Con razón puede considerarse como una hazaña envidiable por los más experimentados atletas alrededor del mundo la medalla de plata que se colgó Caterine Ibargüen sobre su pecho. No obstante el júbilo inmoral con que selló su proeza, pudo haberle arrebatado el trofeo dorado a su rival kasaja, Olga Rypakova, de haber lanzado ese puñado de arena a los ojos de la kasaja, en lugar de lanzarlo al aire.
Durante su rutina de seis saltos, el más largo fue el sexto, de 14.80 metros, un centímetro más largo que el de la ucraniana Olha Saladuha, que le valió desplazarla al tercer lugar.
En el primer salto mi negra de plata alcanzó los 14.45 metros; en el tercero se estiró cuanto más pudo y marcó 14.67 metros, apretando la tabla de posiciones a su favor, hasta el momento. Similares registros tuvo en su cuarto y quinto intentos, 14.34 y 14.35, respectivamente.
Paradójicamente, al segundo salto, quizás en el que mejor ubicó su pie, más cercano a la tabla de batida sin sobrepasarla, lo resignó creyéndolo inválido. ¡Ay, mi negra con sonrisa de plata!

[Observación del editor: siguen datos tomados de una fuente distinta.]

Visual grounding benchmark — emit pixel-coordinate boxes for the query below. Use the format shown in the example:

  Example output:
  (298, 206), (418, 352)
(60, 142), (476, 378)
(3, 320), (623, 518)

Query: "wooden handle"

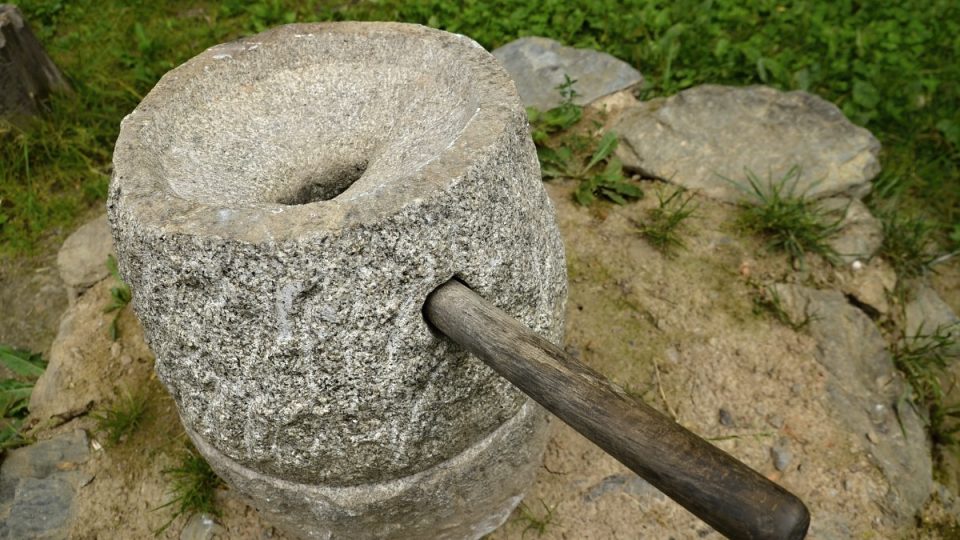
(424, 280), (810, 539)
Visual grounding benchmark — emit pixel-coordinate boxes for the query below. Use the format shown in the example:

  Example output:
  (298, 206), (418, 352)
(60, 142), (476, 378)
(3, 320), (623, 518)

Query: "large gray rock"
(613, 85), (880, 202)
(774, 284), (933, 525)
(493, 37), (643, 110)
(108, 23), (566, 537)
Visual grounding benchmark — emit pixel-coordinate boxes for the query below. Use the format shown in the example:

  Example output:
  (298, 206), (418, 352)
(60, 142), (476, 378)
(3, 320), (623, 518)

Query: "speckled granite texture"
(108, 23), (566, 536)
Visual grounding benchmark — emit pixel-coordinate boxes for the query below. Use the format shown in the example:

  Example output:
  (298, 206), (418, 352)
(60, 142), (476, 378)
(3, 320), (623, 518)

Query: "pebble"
(770, 446), (793, 471)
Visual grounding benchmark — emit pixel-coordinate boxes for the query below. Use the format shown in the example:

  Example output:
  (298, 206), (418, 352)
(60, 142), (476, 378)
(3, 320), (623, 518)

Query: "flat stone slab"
(493, 37), (643, 110)
(613, 85), (880, 202)
(773, 284), (933, 522)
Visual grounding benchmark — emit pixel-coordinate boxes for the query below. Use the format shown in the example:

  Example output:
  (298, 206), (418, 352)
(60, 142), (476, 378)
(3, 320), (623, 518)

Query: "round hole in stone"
(275, 161), (367, 206)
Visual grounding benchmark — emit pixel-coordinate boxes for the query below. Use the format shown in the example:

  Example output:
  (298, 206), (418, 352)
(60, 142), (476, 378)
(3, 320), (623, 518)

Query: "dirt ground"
(7, 175), (958, 540)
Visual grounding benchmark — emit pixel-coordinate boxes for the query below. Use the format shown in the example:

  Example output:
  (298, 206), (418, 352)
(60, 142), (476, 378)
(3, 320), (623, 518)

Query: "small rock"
(613, 85), (880, 202)
(493, 37), (643, 110)
(583, 474), (664, 502)
(905, 285), (960, 354)
(0, 430), (90, 538)
(57, 214), (113, 303)
(770, 445), (793, 472)
(180, 513), (227, 540)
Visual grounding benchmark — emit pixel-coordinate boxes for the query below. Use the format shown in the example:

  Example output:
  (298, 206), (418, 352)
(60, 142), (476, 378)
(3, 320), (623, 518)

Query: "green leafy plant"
(0, 345), (47, 450)
(527, 74), (583, 146)
(538, 131), (643, 206)
(156, 447), (223, 536)
(892, 323), (960, 446)
(880, 210), (937, 279)
(635, 188), (697, 255)
(103, 255), (133, 341)
(728, 167), (845, 265)
(90, 391), (150, 445)
(518, 499), (554, 537)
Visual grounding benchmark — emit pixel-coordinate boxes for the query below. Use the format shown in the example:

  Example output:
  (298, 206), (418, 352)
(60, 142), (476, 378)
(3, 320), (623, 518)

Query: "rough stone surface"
(837, 258), (897, 315)
(614, 85), (880, 202)
(180, 513), (226, 540)
(194, 402), (547, 540)
(0, 430), (90, 540)
(30, 280), (153, 424)
(775, 284), (933, 522)
(493, 37), (643, 110)
(57, 214), (113, 303)
(108, 23), (566, 536)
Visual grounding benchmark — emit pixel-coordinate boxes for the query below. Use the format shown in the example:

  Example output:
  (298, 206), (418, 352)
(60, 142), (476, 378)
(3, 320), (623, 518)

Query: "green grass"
(892, 323), (960, 450)
(0, 345), (47, 451)
(156, 448), (223, 536)
(537, 131), (643, 206)
(0, 0), (960, 254)
(880, 212), (937, 282)
(636, 188), (697, 255)
(90, 391), (150, 445)
(737, 167), (843, 265)
(103, 255), (133, 341)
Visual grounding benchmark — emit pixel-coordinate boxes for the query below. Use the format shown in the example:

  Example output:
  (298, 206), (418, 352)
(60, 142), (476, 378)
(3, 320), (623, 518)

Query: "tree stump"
(0, 4), (70, 118)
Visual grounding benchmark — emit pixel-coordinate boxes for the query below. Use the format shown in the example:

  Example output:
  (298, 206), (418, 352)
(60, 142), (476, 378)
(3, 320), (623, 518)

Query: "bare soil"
(9, 182), (960, 540)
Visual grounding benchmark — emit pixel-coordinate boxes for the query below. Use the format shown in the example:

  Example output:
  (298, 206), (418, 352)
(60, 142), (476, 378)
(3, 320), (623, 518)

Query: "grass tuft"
(892, 323), (960, 447)
(91, 392), (150, 445)
(636, 188), (697, 255)
(103, 255), (133, 341)
(737, 167), (843, 266)
(0, 345), (47, 451)
(156, 447), (223, 536)
(880, 211), (937, 279)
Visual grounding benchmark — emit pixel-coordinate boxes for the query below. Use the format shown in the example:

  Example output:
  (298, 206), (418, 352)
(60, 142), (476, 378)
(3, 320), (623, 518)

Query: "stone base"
(186, 401), (548, 540)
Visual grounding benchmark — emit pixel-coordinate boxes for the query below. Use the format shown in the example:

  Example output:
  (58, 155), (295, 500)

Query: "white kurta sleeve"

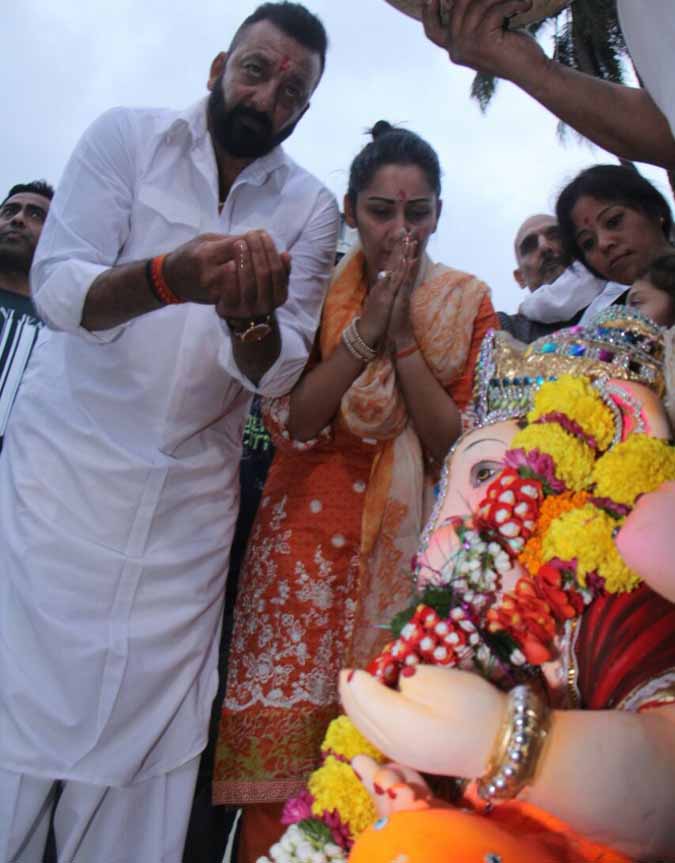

Luego de la premiación se vio el júbilo inmoral. No perdió ocasión Ricardo Orrego de saltar sobre ella —habilidad digna de admirar en un cordado de la clase sauropsida (lagartos) cuando se sabe que es una característica propia de los pertenecientes a la clase anphibia (sapos)— a chuparle la sangre, si no a sacarle algo de provecho a su plata, a su sonrisa.
Y no lo digo porque deteste a Ricargo Orrego; Pff, valiente gracia, eso lo hace cualquiera. Pero el único homenaje por anticipado que recibieron los deportistas colombianos fue una iniciativa de Señal Colombia. Bravo por la televisión pública. Mala, pésima la labor de la televisión privada.
Ni qué decir del trágico agradecimiento que ella en vivo le extendió a Santos a cuento de qué: muy similar a la excesiva gratitud de Oscar hacia el padre que nunca lo reconoció.